E’ stata solo questione di fortuna, lo penso spesso, ho cercato una via di fuga, mi sono guardata intorno per trovare un senso, per sopravvivere…ed ho trovato la vita, canti e balli, condivisione e amore, forza e determinazione. Ho trovato la sorellanza e non ho più avuto dubbi.
Non è semplice fare le proprie scelte, decidere della propria vita solo in base ai desideri, lasciando fuori tutte le sovrastrutture che ci portiamo dietro da quando siamo bambini. Non è facile, bisogna lottare per tenersi stretto quel pezzo di realtà, quella parte vera di noi, andando contro a chi crede di sapere cosa sia giusto e cosa no. Non potrei vivere diversamente, però. Me lo devo.
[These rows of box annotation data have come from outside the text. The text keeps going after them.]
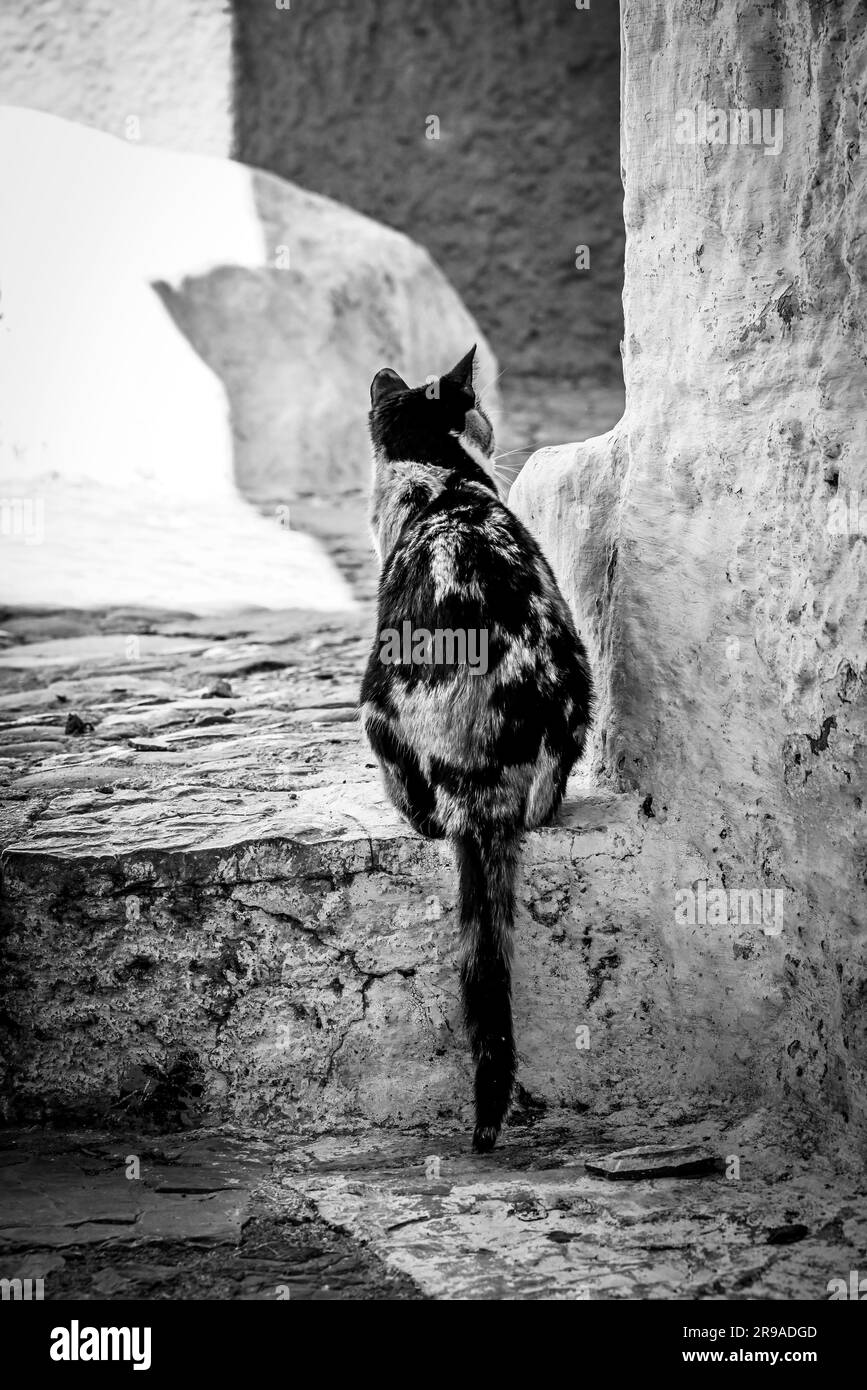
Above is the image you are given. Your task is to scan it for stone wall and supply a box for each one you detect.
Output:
[0,0,622,385]
[233,0,622,381]
[0,0,232,154]
[513,0,867,1162]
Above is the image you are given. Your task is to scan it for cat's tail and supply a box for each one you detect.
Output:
[454,830,518,1154]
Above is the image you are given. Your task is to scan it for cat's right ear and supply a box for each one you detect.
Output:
[371,367,410,410]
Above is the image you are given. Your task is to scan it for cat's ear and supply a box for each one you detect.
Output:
[371,367,410,410]
[443,343,475,396]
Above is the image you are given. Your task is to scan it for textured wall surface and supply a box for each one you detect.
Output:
[0,0,624,385]
[0,108,497,575]
[0,0,232,154]
[233,0,622,379]
[0,789,784,1129]
[513,0,867,1162]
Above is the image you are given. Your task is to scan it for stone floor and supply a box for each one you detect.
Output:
[0,1116,867,1300]
[0,382,867,1300]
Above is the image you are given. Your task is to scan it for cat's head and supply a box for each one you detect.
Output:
[370,345,493,474]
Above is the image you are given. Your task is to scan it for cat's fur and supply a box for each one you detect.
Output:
[361,349,592,1151]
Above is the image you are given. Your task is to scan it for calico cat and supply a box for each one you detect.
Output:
[361,348,592,1152]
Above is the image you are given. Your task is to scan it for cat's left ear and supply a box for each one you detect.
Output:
[443,343,475,399]
[371,367,410,410]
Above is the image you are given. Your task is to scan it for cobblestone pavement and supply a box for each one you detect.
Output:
[0,1116,867,1300]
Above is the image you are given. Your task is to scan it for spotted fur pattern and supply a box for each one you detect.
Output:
[361,349,592,1151]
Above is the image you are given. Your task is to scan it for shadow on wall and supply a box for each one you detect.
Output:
[232,0,624,385]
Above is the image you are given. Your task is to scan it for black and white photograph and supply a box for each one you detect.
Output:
[0,0,867,1345]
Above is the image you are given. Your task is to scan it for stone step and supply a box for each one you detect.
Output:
[0,505,800,1131]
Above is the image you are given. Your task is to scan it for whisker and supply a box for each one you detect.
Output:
[472,367,509,392]
[493,443,536,463]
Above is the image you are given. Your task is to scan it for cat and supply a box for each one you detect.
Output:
[361,346,592,1152]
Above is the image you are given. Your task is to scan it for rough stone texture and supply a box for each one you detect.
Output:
[0,499,839,1150]
[0,0,624,384]
[233,0,622,382]
[0,0,232,154]
[0,108,497,558]
[0,1116,867,1301]
[513,0,867,1150]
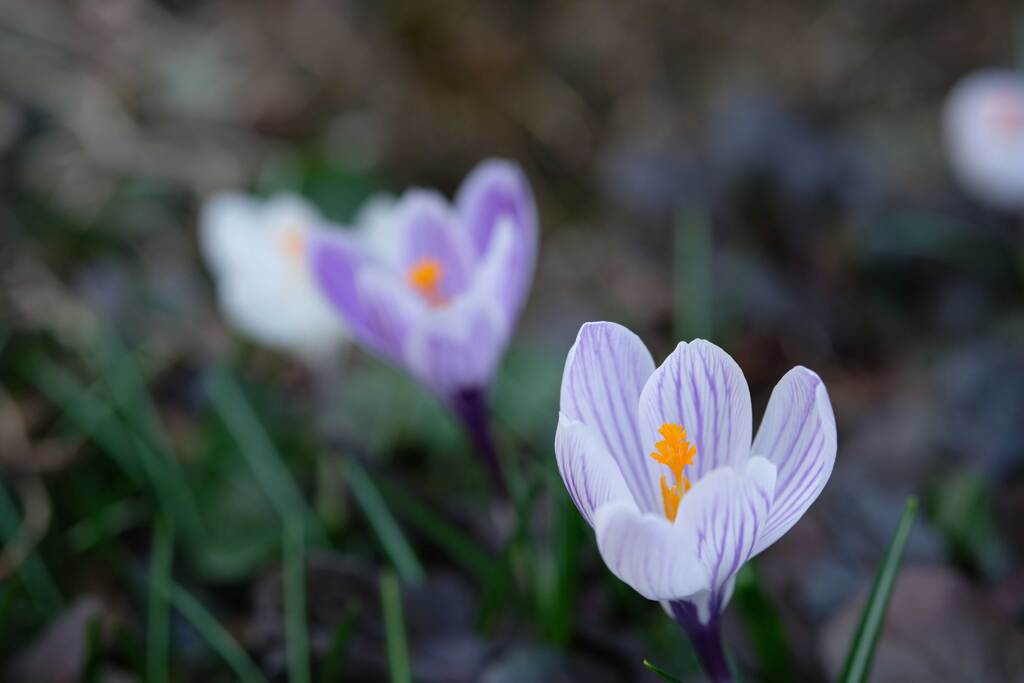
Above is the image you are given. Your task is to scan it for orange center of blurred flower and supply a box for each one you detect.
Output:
[278,227,306,261]
[406,258,445,306]
[650,422,697,521]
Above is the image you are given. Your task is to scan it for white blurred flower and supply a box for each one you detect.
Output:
[943,69,1024,210]
[200,193,347,361]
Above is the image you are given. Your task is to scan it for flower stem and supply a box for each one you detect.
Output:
[451,388,509,499]
[670,600,732,683]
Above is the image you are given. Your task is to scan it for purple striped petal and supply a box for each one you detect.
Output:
[676,458,776,622]
[309,234,425,364]
[555,414,633,526]
[640,339,752,481]
[455,160,538,318]
[594,501,709,600]
[560,323,663,512]
[753,367,836,552]
[394,189,476,300]
[406,296,507,396]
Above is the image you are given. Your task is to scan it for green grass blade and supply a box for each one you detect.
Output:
[22,356,145,483]
[839,497,918,683]
[91,331,171,453]
[78,616,103,683]
[381,482,501,585]
[319,602,360,683]
[282,524,309,683]
[208,372,324,541]
[673,207,713,339]
[23,356,202,536]
[0,477,63,617]
[91,332,202,537]
[145,518,174,683]
[342,459,425,586]
[732,562,795,683]
[643,659,683,683]
[167,584,267,683]
[381,571,413,683]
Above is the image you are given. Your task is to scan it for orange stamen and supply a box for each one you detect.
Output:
[650,422,697,521]
[278,228,306,260]
[406,258,445,306]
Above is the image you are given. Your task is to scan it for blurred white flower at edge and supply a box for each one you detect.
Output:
[943,69,1024,211]
[199,191,391,364]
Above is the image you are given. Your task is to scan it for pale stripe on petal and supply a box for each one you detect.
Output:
[560,323,663,512]
[675,457,776,613]
[555,414,632,526]
[753,367,837,552]
[594,502,709,600]
[640,339,752,481]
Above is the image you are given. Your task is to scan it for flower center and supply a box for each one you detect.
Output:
[406,258,445,306]
[650,422,697,521]
[278,227,306,261]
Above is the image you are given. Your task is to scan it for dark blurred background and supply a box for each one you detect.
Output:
[0,0,1024,683]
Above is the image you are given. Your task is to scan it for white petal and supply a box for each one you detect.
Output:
[200,194,345,360]
[594,501,709,600]
[560,323,663,512]
[555,414,632,526]
[753,367,836,552]
[676,457,775,613]
[640,339,752,481]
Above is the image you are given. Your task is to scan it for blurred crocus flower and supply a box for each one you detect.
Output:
[944,69,1024,210]
[555,323,836,681]
[200,193,346,361]
[311,161,538,486]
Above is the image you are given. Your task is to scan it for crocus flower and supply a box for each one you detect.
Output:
[555,323,836,680]
[311,161,538,487]
[944,69,1024,210]
[200,193,346,361]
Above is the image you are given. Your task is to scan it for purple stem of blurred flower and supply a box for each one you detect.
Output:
[450,388,509,499]
[669,601,732,683]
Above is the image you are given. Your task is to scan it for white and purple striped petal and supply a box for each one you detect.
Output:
[594,501,709,600]
[311,161,537,400]
[675,457,776,622]
[561,323,663,512]
[555,415,633,526]
[309,234,425,364]
[640,339,752,481]
[455,160,538,318]
[393,189,476,301]
[753,367,837,552]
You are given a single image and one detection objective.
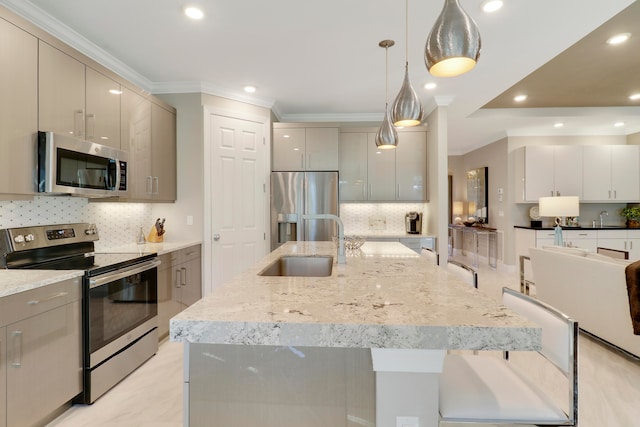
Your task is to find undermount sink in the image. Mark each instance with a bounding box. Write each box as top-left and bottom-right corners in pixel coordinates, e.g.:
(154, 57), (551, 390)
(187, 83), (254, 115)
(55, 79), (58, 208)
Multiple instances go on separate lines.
(258, 255), (333, 277)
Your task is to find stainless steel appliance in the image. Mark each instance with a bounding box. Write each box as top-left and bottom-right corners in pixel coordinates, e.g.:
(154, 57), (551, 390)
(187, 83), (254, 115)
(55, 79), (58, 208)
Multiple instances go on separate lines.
(404, 212), (422, 234)
(37, 132), (128, 197)
(271, 172), (339, 250)
(0, 223), (160, 403)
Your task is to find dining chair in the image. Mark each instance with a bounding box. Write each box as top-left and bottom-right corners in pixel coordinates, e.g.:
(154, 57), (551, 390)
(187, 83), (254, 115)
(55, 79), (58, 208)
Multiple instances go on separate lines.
(447, 260), (478, 289)
(439, 288), (578, 426)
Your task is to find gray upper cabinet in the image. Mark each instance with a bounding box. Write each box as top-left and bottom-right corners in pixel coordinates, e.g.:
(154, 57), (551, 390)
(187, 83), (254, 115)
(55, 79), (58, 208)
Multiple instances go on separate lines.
(38, 41), (121, 148)
(151, 103), (177, 202)
(121, 88), (177, 202)
(37, 40), (86, 139)
(85, 67), (122, 148)
(339, 128), (427, 202)
(0, 19), (38, 196)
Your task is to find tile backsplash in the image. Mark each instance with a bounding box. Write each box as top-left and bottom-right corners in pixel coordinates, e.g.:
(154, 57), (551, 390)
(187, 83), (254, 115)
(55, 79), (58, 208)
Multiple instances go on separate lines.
(0, 196), (155, 250)
(340, 203), (428, 235)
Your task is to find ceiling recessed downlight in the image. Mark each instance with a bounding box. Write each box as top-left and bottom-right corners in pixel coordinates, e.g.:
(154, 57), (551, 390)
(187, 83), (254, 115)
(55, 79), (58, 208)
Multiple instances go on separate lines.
(184, 6), (204, 19)
(607, 33), (631, 45)
(480, 0), (504, 13)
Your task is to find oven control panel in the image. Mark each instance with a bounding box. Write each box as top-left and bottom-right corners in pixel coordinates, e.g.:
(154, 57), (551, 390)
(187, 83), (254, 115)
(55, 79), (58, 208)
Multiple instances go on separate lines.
(47, 228), (76, 240)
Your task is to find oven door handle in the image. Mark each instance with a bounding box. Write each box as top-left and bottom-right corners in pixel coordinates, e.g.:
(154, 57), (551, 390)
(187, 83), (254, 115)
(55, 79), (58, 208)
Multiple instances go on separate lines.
(89, 260), (161, 289)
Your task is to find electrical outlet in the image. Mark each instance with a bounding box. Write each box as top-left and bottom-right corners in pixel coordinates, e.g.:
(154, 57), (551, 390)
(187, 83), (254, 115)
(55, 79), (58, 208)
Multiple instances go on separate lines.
(396, 417), (420, 427)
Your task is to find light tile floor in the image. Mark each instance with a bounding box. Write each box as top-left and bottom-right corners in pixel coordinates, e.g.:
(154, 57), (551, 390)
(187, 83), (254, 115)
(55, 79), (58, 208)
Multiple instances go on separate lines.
(48, 252), (640, 427)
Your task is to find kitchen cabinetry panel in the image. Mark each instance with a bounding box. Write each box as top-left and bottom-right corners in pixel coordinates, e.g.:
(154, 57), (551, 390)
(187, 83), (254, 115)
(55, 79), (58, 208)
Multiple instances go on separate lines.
(158, 245), (202, 339)
(583, 145), (640, 202)
(38, 41), (86, 139)
(85, 67), (121, 149)
(367, 133), (397, 202)
(272, 124), (339, 171)
(518, 145), (582, 202)
(0, 19), (38, 196)
(396, 132), (427, 201)
(338, 132), (368, 201)
(151, 103), (177, 202)
(0, 278), (82, 427)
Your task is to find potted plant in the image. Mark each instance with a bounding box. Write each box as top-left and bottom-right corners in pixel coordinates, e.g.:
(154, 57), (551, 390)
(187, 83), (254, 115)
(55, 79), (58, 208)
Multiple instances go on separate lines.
(620, 206), (640, 228)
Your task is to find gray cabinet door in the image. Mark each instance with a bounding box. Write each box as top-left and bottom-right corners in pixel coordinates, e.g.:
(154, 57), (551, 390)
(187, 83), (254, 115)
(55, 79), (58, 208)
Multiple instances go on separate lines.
(0, 19), (38, 194)
(6, 300), (82, 427)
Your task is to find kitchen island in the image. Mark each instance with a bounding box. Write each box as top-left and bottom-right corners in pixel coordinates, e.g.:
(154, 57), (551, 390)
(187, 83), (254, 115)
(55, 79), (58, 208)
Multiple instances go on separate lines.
(171, 242), (541, 426)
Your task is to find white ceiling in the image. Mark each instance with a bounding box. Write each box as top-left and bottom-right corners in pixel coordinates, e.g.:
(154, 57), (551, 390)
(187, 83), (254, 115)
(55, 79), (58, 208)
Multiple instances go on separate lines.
(0, 0), (640, 154)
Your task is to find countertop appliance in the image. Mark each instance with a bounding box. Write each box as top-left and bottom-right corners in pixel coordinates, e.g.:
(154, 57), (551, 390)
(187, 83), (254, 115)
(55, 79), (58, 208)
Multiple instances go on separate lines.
(271, 172), (339, 250)
(0, 223), (160, 403)
(404, 212), (422, 234)
(37, 132), (128, 197)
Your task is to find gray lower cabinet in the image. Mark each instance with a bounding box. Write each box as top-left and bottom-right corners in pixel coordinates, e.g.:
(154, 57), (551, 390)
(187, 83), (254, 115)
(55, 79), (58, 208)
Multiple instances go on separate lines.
(0, 327), (7, 427)
(158, 245), (202, 340)
(0, 277), (82, 427)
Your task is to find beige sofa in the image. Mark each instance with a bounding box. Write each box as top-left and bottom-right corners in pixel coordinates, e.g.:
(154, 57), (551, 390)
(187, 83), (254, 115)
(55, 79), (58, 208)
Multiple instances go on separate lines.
(529, 247), (640, 357)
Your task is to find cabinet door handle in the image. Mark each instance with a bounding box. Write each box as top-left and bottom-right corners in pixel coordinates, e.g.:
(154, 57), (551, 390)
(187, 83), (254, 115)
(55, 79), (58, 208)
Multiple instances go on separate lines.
(27, 292), (69, 305)
(175, 268), (182, 288)
(11, 331), (22, 368)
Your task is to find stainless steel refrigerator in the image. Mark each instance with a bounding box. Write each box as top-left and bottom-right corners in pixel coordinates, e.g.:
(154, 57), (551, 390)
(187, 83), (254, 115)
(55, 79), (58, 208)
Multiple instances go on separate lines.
(271, 172), (339, 250)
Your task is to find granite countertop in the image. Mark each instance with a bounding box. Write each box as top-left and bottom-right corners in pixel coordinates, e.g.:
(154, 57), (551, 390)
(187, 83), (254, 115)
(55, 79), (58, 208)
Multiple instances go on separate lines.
(0, 270), (84, 298)
(0, 241), (202, 298)
(171, 242), (540, 350)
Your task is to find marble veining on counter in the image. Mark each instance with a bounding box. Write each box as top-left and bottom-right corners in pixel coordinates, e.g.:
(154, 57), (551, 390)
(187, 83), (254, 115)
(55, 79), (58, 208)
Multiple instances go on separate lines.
(0, 270), (84, 298)
(96, 241), (202, 255)
(171, 242), (540, 350)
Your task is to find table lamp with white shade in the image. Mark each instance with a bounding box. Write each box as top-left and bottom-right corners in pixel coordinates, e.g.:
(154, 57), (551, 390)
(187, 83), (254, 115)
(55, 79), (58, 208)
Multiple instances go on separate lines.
(538, 196), (580, 246)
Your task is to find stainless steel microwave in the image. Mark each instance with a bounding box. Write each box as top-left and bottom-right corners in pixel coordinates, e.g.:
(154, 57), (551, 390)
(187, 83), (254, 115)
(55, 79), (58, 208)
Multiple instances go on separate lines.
(37, 132), (128, 197)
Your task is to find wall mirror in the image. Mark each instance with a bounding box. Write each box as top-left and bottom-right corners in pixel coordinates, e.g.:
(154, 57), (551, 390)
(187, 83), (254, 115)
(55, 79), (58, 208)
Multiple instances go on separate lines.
(467, 168), (489, 224)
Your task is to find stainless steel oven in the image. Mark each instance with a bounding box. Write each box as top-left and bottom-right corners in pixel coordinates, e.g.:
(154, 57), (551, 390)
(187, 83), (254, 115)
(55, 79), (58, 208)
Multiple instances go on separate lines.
(82, 254), (160, 403)
(0, 223), (160, 403)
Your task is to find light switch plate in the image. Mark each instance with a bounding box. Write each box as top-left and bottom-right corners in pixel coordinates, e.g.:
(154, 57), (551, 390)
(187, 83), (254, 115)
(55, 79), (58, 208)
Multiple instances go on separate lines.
(369, 215), (387, 230)
(396, 417), (420, 427)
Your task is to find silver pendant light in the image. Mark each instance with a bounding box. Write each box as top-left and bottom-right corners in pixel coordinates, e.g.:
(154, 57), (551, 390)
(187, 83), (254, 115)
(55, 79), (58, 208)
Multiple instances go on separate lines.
(391, 0), (422, 127)
(375, 40), (398, 150)
(424, 0), (481, 77)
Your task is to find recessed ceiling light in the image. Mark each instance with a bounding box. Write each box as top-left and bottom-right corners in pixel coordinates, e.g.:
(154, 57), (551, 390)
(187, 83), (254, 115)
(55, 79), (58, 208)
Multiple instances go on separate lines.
(607, 33), (631, 44)
(480, 0), (504, 13)
(184, 6), (204, 19)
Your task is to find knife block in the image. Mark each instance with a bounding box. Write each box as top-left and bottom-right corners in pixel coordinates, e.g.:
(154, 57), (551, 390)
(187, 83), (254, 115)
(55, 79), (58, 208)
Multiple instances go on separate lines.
(147, 225), (164, 243)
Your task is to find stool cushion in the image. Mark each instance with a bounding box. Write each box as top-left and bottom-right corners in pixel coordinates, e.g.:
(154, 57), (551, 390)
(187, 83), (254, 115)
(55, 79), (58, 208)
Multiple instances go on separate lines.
(440, 354), (568, 424)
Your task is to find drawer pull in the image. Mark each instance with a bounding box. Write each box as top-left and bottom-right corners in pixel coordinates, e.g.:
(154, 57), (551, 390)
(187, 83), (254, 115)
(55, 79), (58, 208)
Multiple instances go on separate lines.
(11, 331), (22, 368)
(27, 292), (69, 305)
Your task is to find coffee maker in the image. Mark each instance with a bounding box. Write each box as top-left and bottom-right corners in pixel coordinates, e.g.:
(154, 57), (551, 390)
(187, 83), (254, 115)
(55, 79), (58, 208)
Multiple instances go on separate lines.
(404, 212), (422, 234)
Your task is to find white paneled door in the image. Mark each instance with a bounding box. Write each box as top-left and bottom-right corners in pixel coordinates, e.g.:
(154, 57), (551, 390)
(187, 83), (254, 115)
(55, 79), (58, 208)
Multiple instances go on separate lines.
(204, 114), (268, 293)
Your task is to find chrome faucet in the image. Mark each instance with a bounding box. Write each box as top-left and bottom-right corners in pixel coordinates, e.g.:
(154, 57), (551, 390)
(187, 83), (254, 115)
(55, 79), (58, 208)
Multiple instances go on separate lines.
(302, 214), (347, 264)
(600, 211), (609, 228)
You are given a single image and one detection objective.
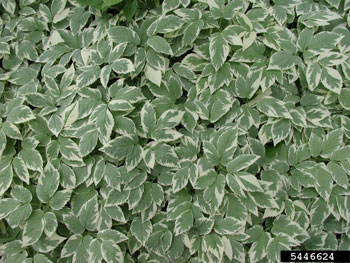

Ed è terribilmente bello sentirsi liberi e orgogliosi di se stessi.
Che cosa significa per te sul piano personale questo attivismo?
Mi dà forza, quella forza che non ho potuto tirare fuori prima, ora mi rigenera.
Serve a combattere l’immobilità con la quale ho convissuto per troppo tempo.
Combatto ogni giorno, dentro e fuori di me, contro logiche di potere e dominio. Contro il forte sul debole e ogni differenziazione arbitraria che ha come unico scopo quello di soggiogare l’altro da sè rendendolo invisibile e togliendogli soggettività (patriarcato, razzismo, specismo, omofobia, adultismo, fascismo, capitalismo).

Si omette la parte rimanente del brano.